Toutes choses considérées, je recommanderais que notre principale attention se porte sur les récits elles-mêmes. Nous en devrions pas permettre à notre perception de l'événement comme extraordinaire de colorer trop grandement notre analyse, car au final nos théories doivent correspondre aux faits plutôt que l'inverse. Le degré auquel un événement est vu comme extraordinaire devrait certainement affecter quel quantité d'éléments nous devrions demander pour sa preuve, mais nous devrions faire attention à séparer l'événement de son récit et de son narrateur, car autrement nous préjugeons les choses d'une manière qui nie l'attitude inductive de base de la science. Nous devrions aussi reconnaître que les jugements sur la crédibilité du narrateur doivent dans la plupart des cas n'arriver qu'inférés après notre jugement sur la plausibilité du récit. Des scientifiques réputés peuvent faire des erreurs et des fous peuvent parfois avoir raison.

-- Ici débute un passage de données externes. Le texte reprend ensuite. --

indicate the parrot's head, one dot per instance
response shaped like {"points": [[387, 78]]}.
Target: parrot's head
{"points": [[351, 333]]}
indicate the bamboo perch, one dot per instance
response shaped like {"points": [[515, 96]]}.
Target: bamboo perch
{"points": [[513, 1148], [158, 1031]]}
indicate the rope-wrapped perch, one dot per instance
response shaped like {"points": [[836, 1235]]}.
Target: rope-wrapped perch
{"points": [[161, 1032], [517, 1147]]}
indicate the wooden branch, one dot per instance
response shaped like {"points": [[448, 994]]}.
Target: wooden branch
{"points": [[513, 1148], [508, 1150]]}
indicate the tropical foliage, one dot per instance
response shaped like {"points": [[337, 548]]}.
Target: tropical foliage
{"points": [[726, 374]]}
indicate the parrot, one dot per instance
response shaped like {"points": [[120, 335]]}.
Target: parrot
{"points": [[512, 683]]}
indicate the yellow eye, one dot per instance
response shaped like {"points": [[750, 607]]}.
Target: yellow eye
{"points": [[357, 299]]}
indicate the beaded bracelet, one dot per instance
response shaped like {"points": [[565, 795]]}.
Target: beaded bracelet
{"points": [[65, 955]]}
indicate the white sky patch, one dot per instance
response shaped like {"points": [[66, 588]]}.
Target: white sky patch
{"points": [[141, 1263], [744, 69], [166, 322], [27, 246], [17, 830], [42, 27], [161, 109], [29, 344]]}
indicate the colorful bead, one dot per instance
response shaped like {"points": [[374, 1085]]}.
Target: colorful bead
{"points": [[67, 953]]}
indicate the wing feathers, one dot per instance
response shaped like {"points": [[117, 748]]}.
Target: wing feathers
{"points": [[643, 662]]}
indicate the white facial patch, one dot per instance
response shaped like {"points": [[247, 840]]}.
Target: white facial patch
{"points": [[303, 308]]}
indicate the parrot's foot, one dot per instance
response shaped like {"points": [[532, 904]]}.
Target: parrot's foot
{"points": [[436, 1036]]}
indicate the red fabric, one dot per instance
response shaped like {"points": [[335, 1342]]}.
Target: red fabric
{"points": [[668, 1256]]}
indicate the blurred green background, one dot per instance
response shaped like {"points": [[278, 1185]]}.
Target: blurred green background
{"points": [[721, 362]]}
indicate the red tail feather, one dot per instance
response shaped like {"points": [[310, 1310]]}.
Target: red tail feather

Un narrateur non crédible (e.g., un témoin dont nous savons qu'il a été impliqué par le passé dans une fraude) pourrait jeter une ombre de doute sur les témoignages de sa part, mais cela n'implique pas logiquement que ces témoignages soient faux.

Que devrions-nous faire alors des témoignages plausibles de témoins d'événements extraordinaires ? Dans la des cas nous devons simplement être patients, reconnaître qu'un seul de ces témoignages pourrait simplement ne pas être suffisant pour nous permettre de faire un jugement final. Bien que nous ayons le droit de simplement ignorer de tels signalements (leur donner une priorité faible de confirmation ultérieure) et de leur donner une faible priorité scientifique pour notre époque, nous n'avons pas le droit de les écarter. La charge de la preuve reposant en science sur celui qui affirme, nous devons déclarer que les éléments ne sont pas concluants et rester sceptique (bien que certainement moins que nous l'étions avant ce récit plausible soit entré dans le débat). Mais dire que quelque chose n'est pas prouvé n'est pas la même chose que de dire que cette chose est réfutée. Jusqu'à ce que d'autres éléments convaincants arrivent (et ceci doit être proportionnel à l'extraordinarité de l'affirmation paranormale au sens théorique que j'ai décrit), nous devons rester sceptiques et agnostiques sur les sujets paranormaux. Du moins ceux qui n'ont pas été explicitement réfutés (comme nous avons vu de nombreuses choses comme le Triangle des Bermudes et l'énergie des pyramides falsifiés). C'est de ce type de scepticisme scientifique avec un esprit ouvert que je pense qu'est faite une véritable zététique.